O Brasil assumiu o compromisso de deter o crescimento da obesidade na população até 2019, por meio de políticas intersetoriais de saúde e segurança alimentar e nutricional. No Paraná, um programa lançado em 2013 pela Secretaria do Esporte, que na época era coordenada por Evandro Rogério Roman, vem trabalhando a prevenção e controle do sobrepeso de estudantes e seus familiares. A iniciativa também conta com a participação das secretarias da Educação, Saúde, Família e Desenvolvimento Social, Ciência, Tecnologia e Ensino Superior.

A obesidade é uma doença crônica, que está associada às doenças cardiovasculares, pressão alta, hipercolesterolemia, diabetes tipo II, alterações no metabolismo, entre outras. A preocupação é ainda maior na infância, cuja evolução deve ser rigorosamente controlada, seja pela previsão da ocorrência de doenças crônicas precocemente e pelo grande número de pessoas que estarão incapacitadas para o trabalho antes da aposentadoria.

Realizada em 2006, a Pesquisa Nacional de Demografia e Saúde apontou que 40,5% das crianças menores de 5 anos consumiam refrigerante frequentemente.
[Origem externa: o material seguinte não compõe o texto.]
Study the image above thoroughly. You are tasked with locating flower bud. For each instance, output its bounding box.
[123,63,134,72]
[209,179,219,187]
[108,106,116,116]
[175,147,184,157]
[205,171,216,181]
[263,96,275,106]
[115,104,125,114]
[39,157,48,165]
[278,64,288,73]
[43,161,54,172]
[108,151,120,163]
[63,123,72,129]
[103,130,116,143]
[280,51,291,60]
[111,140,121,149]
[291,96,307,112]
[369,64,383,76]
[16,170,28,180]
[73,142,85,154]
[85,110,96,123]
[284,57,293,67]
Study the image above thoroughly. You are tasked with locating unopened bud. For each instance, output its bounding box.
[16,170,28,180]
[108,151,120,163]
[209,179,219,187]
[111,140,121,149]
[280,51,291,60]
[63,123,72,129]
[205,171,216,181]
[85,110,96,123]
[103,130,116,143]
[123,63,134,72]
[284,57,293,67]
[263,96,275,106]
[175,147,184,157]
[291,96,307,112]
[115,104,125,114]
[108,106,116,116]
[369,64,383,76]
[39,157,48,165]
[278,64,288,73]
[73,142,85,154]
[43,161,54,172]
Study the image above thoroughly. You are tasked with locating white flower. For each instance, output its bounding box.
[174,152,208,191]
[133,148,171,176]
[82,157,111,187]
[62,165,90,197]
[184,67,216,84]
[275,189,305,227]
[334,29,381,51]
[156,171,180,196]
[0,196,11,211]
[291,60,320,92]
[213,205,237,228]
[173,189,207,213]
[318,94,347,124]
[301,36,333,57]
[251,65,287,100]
Dados da Pesquisa Nacional de Saúde, realizada em 2013, revelaram algo que é fácil de notar nos lares brasileiros: 60,8% das crianças menores de 2 anos comem biscoitos ou bolachas recheadas. O resultado dessa ingestão de alimentos ultraprocessados é que uma em cada três crianças brasileiras estão acima do peso, segundo Pesquisa de Orçamentos Familiares (POF 2008-2009), do IBGE.